Venus, unlike Earth and Mars, has an electric field with a potential of about 10 volts. When water molecules reach the upper atmosphere and are broken down into hydrogen and oxygen ions, the electric field carries away the oxygen ions into space. Even more than the interaction with the solar wind, this “electric wind” could have played a major role in stripping Venus of its water.
Character of the surface
The high atmospheric pressure, the low wind velocities, and, in particular, the extremely high temperatures create a surface environment on Venus that is markedly different from any other in the solar system. A series of landings by robotic Soviet spacecraft in the 1970s and early ’80s provided detailed data on surface composition and appearance. Views of the Venusian landscape, typified in colour images obtained by the Soviet Union’s Venera 13 lander in 1982 show rocky plains that stretch toward the horizon. Despite the heavy cloud cover, the surface is well illuminated by the yellow-orange light that filters through the clouds.

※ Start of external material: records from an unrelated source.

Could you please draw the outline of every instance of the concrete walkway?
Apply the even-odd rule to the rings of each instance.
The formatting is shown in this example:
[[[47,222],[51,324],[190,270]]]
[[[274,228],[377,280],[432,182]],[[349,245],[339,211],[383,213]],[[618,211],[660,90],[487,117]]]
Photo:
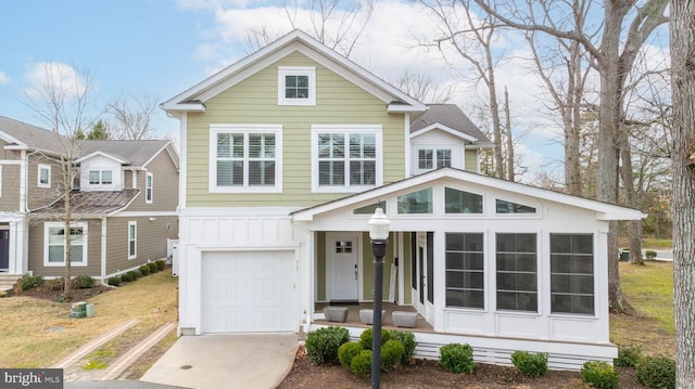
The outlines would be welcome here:
[[[140,378],[194,389],[268,389],[292,368],[296,334],[182,336]]]

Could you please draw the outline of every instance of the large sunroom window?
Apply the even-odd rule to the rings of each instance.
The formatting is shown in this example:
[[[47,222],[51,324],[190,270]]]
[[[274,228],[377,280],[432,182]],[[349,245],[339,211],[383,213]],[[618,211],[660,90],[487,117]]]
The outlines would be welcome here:
[[[535,234],[496,234],[497,309],[538,312]]]
[[[446,234],[446,307],[485,307],[483,236]]]
[[[594,314],[592,234],[551,234],[551,311]]]

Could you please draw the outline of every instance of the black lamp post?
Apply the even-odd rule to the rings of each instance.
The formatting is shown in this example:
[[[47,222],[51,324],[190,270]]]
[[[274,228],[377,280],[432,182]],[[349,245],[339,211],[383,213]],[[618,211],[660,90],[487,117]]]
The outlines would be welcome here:
[[[383,256],[389,242],[391,221],[377,208],[369,219],[369,238],[374,252],[374,333],[371,338],[371,388],[379,389],[381,380],[381,295],[383,284]]]

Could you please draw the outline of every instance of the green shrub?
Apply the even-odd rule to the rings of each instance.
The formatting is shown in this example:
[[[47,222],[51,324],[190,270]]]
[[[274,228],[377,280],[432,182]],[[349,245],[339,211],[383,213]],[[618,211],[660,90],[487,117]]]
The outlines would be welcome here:
[[[80,274],[76,276],[75,280],[73,280],[73,285],[77,289],[89,289],[91,287],[94,287],[94,278],[87,274]]]
[[[547,352],[515,351],[511,364],[527,377],[540,377],[547,373]]]
[[[374,328],[367,328],[363,330],[362,334],[359,335],[359,342],[362,343],[362,347],[365,350],[371,350],[371,342],[374,340],[372,334],[374,334]],[[391,339],[391,332],[388,329],[381,328],[381,345],[389,341],[389,339]]]
[[[22,287],[22,290],[28,290],[35,287],[39,287],[41,285],[43,285],[43,283],[46,282],[46,280],[43,280],[42,275],[25,275],[22,278],[20,278],[20,286]]]
[[[397,339],[389,339],[381,345],[381,366],[393,367],[401,363],[403,358],[403,343]]]
[[[355,358],[364,348],[358,341],[349,341],[338,348],[338,362],[345,367],[350,368],[352,365],[352,359]]]
[[[472,373],[473,348],[470,345],[448,343],[439,349],[439,364],[452,373]]]
[[[325,327],[306,335],[306,355],[316,365],[338,362],[338,349],[350,340],[348,328]]]
[[[371,350],[362,350],[352,359],[350,369],[362,377],[371,374]]]
[[[401,340],[403,345],[403,358],[401,358],[401,364],[403,366],[407,366],[413,363],[413,355],[415,354],[415,346],[417,342],[415,341],[415,334],[406,330],[391,330],[390,332],[391,339]]]
[[[121,280],[121,277],[116,275],[113,277],[109,277],[109,281],[106,283],[112,286],[118,286],[123,284],[123,280]]]
[[[675,388],[675,362],[666,356],[645,356],[635,365],[635,378],[650,388]]]
[[[626,346],[618,348],[618,358],[612,360],[612,364],[620,367],[634,367],[642,359],[641,346]]]
[[[582,379],[594,388],[618,389],[618,372],[606,362],[589,361],[582,365]]]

The most striking characteristic of the surface at the Venera 13 site and most other Venera landing sites is the flat, slabby, layered nature of the rocks. Both volcanic and sedimentary rocks on Earth can develop such an appearance under appropriate conditions, but the reason that the Venusian rocks have done so is not known with certainty. Also present among the rocks is a darker, fine-grained soil. The grain size of the soil is unknown, but some of it was fine enough to be lifted briefly into the atmosphere by the touchdown of the Venera lander, which suggests that some grains are no more than a few tens of micrometres in diameter. Scattered throughout the soil and atop the rocks are pebble-size particles that could be either small rocks or clods of soil.

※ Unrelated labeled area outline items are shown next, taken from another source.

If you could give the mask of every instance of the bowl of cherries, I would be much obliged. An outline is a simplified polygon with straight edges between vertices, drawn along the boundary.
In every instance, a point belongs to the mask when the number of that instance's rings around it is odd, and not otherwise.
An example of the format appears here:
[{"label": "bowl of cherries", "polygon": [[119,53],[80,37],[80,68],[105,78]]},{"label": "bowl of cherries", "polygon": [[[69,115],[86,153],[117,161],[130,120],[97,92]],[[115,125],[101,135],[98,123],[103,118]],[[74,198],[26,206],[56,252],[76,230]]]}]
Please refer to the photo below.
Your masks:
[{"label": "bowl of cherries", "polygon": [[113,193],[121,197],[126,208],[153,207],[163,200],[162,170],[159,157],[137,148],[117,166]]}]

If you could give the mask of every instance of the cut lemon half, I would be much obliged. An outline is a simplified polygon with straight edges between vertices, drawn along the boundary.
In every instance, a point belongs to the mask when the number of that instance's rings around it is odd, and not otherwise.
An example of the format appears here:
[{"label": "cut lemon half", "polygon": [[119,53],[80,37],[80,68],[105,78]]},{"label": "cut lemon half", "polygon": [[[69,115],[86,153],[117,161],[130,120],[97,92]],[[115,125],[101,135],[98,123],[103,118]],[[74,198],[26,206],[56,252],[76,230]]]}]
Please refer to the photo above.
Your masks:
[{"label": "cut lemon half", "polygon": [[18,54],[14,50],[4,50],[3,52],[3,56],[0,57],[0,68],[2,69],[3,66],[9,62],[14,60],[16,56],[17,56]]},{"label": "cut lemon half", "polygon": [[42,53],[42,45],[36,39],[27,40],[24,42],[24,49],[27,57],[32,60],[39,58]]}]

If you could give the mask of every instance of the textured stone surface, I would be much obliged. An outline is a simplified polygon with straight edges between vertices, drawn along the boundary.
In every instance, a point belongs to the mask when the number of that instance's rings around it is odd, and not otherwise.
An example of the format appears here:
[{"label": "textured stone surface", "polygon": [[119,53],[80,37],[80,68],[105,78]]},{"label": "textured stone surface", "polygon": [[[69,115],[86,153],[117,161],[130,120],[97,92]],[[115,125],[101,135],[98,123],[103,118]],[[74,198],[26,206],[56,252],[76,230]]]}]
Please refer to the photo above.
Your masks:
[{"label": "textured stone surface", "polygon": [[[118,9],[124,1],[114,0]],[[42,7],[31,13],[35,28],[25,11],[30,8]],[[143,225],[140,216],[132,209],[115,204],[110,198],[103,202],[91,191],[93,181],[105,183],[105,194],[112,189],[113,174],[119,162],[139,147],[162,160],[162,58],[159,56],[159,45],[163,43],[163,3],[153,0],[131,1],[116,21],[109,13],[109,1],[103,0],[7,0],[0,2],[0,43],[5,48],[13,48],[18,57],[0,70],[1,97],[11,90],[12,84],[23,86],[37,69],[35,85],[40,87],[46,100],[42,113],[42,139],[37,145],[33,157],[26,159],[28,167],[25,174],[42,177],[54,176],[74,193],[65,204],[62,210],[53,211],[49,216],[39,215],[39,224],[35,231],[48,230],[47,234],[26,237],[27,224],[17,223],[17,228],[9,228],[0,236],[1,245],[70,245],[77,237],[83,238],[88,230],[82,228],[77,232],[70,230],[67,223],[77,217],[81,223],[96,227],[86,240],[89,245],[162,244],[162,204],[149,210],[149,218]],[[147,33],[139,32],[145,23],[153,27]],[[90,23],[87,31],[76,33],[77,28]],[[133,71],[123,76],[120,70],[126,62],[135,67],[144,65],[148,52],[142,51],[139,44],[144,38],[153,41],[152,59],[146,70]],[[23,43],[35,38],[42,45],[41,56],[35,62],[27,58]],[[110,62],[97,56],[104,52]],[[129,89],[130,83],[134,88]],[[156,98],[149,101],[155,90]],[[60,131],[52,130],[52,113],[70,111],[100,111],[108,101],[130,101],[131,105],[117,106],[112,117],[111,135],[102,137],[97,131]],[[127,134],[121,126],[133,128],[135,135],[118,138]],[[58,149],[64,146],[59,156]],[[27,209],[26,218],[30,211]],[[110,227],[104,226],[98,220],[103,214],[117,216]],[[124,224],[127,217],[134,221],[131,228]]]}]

The general surface appearance at the Venera landing sites is probably common on Venus, but it is likely not representative of all locations on the planet. Radar data from the U.S. Magellan spacecraft, which studied Venus from orbit in the early 1990s, provided global information about the roughness of the Venusian surface at scales of metres to tens of metres. Although much of the planet is indeed covered by lowland plains that appear smooth to radar, some terrains were found to be very much rougher. These include areas covered by ejecta (the material expelled from impact craters and extending around them), steep slopes associated with tectonic activity, and some lava flows. How such terrains would appear from a lander’s perspective is not known, but large boulders and other sorts of angular blocks presumably would be more common than at the Venera sites.